The Letters section was as equally thought provoking. It contained a letter from a woman who gave her car a birthday party at the dealership, a letter about two Saturn owners marrying and the bride's father stating, "I'm not losing a daughter, I'm gaining a Saturn," and a letter containing a sonnet (PSALM). I knew that these people were not normal. They were all under the intense hallucinatory drug known as religion.

But I still had to find out for sure. I posted several messages in different USENET threads, most often receiving replies that I was insane. It wasn't until recently when I checked my email that I found out the truth.

It was from a man who had sent an anonymous email to me. He simply stated that I was "treading in waters you have no business being in. The Saturnites will not be pleased that you have found out the truth."

I went back to the same USENET groups, posted messages to the mystery person because I needed to talk to him. I received another email from him to meet me in an AOL chat room the next evening.

Due to the recent Scientology scandal, he made me swear that I would not reveal his identity, as he feared the consequences from the Saturnites, as he called them. The only personal item I am allowed to divulge is that he was once an official in the Church.

First he gave me the background information: Saturn emerged from the primitive ooze of Earth only to find out he was all alone. He created other creatures (mankind), animals, and scenery to keep him company. His only conditions for their survival: that all creatures were blissful and all shared a common bond. What he chose as the bond were rings. The skin at the joints on mankind's fingers beared these rings. The skin at the joints on the animals' claws beared these rings. The trees beared these rings. Everything on the planet beared these rings. For thousands of years, mankind was blissful and mankind bore these rings. But then Jesus, Mohammed, and some other religious leaders came along, and some people stopped believing that Saturn was their God. Saturn, not wanting to make these people unhappy by making them believe that he was their God, left Earth. He created a planet with rings around it (Saturn) to be his home. Slowly, mankind's rings at the joints of their fingers separated. Indentions were left on both sides of the joints, but the connection was gone. Mankind slowly forgot about Saturn

By 1982, the Earth was in turmoil. Mankind was slowly killing itself and Saturn could not bear to watch any longer. He knew he had to return mankind to its once blissful state. Of course, he knew he couldn't just come down to Earth and announce that he was their real God. Mankind was more jaded now than when he first created it. He knew the only way to reach mankind: Consumerism. He chose a man, a young engineer, and came to him in a dream. He told the man the true history of the Earth and how he was the man's God. He told the man that he needed his help to spread his word. He told the man to create a product that would bring everyone back to him. When the young man awoke from his dream, he looked to his hands and saw that his rings had been reconnected.

It just so happened that the young man he contacted was an engineer at General Motors. He had been assigned to a committee whose purpose was to create a car to steer consumers back to General Motors. The young man decided to combine this with something to steer consumers back to Saturn. Thus, Saturn, the car, was born.

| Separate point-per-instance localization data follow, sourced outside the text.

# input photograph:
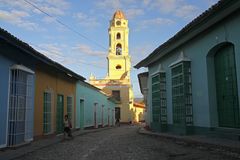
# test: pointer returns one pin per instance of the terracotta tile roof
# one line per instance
(213, 10)
(37, 55)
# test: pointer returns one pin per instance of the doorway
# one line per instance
(81, 113)
(226, 87)
(59, 118)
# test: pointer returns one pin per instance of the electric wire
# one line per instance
(65, 25)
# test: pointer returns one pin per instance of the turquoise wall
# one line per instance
(203, 88)
(90, 96)
(4, 85)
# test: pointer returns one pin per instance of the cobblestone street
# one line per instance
(122, 143)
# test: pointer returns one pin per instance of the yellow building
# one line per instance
(117, 82)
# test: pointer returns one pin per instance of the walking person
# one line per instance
(67, 127)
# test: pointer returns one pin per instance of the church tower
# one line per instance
(118, 58)
(117, 83)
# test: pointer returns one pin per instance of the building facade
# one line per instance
(93, 107)
(194, 78)
(16, 93)
(36, 92)
(117, 82)
(55, 94)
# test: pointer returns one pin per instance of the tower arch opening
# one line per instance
(118, 49)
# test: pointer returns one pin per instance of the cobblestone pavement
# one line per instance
(121, 143)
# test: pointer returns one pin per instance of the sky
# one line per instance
(75, 32)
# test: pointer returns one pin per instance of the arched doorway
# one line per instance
(226, 87)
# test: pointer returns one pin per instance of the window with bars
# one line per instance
(182, 93)
(69, 107)
(116, 95)
(47, 113)
(159, 102)
(20, 121)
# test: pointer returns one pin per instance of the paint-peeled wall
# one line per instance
(91, 99)
(4, 92)
(54, 84)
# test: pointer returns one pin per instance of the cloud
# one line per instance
(18, 18)
(53, 7)
(179, 8)
(157, 22)
(132, 13)
(108, 4)
(21, 13)
(86, 20)
(87, 51)
(140, 51)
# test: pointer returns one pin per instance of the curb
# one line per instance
(222, 149)
(57, 139)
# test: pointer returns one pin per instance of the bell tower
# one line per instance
(117, 83)
(118, 58)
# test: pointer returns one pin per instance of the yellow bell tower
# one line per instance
(118, 59)
(117, 83)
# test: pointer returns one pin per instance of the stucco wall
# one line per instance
(55, 84)
(91, 96)
(204, 110)
(4, 85)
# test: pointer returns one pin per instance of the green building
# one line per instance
(194, 77)
(93, 107)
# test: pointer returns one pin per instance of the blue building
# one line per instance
(17, 92)
(194, 77)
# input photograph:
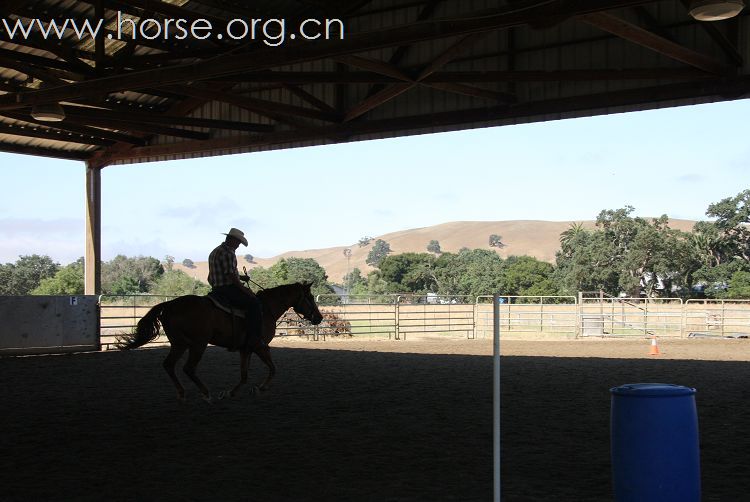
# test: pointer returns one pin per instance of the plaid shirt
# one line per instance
(222, 266)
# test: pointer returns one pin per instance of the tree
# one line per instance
(125, 276)
(379, 251)
(471, 272)
(732, 218)
(434, 247)
(739, 285)
(68, 280)
(26, 274)
(568, 237)
(496, 241)
(354, 283)
(364, 241)
(289, 270)
(408, 273)
(178, 283)
(527, 276)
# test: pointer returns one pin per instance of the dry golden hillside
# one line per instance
(540, 239)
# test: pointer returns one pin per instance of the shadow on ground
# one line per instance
(340, 425)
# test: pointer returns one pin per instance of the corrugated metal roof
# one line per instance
(405, 67)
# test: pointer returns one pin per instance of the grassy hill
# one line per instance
(540, 239)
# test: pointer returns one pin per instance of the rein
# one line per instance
(244, 271)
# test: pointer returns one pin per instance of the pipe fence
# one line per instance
(409, 316)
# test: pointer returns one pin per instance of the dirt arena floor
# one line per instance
(357, 421)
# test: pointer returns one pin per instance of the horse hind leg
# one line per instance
(264, 352)
(175, 352)
(194, 357)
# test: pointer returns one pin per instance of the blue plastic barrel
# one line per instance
(654, 440)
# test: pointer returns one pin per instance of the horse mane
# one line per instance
(277, 290)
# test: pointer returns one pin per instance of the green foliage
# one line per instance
(364, 241)
(470, 272)
(527, 276)
(408, 272)
(624, 254)
(354, 283)
(178, 283)
(379, 251)
(68, 280)
(289, 270)
(739, 285)
(26, 274)
(125, 276)
(434, 247)
(496, 241)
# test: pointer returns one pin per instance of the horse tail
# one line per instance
(146, 330)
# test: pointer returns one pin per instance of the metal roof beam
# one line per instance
(164, 119)
(727, 88)
(52, 134)
(38, 151)
(296, 53)
(93, 132)
(644, 38)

Years passed and the automobile was finally released to the public. Through creative advertising and subliminal messages, the automobile became a huge hit. By making the car owners feel like they were part of a community, they were slowly reverting back to their original blissful states. Some of the owners' rings began reconnecting.

That is basically the ideology behind the Saturn religion. The employees (executives, salesman, factory workers, etc.) make the consumer feel loved when they purchase the Saturn automobile. When enough people buy Saturn automobiles and their rings are reconnected, Saturn will return to Earth and convert the rest of the population. At least that's what they believe.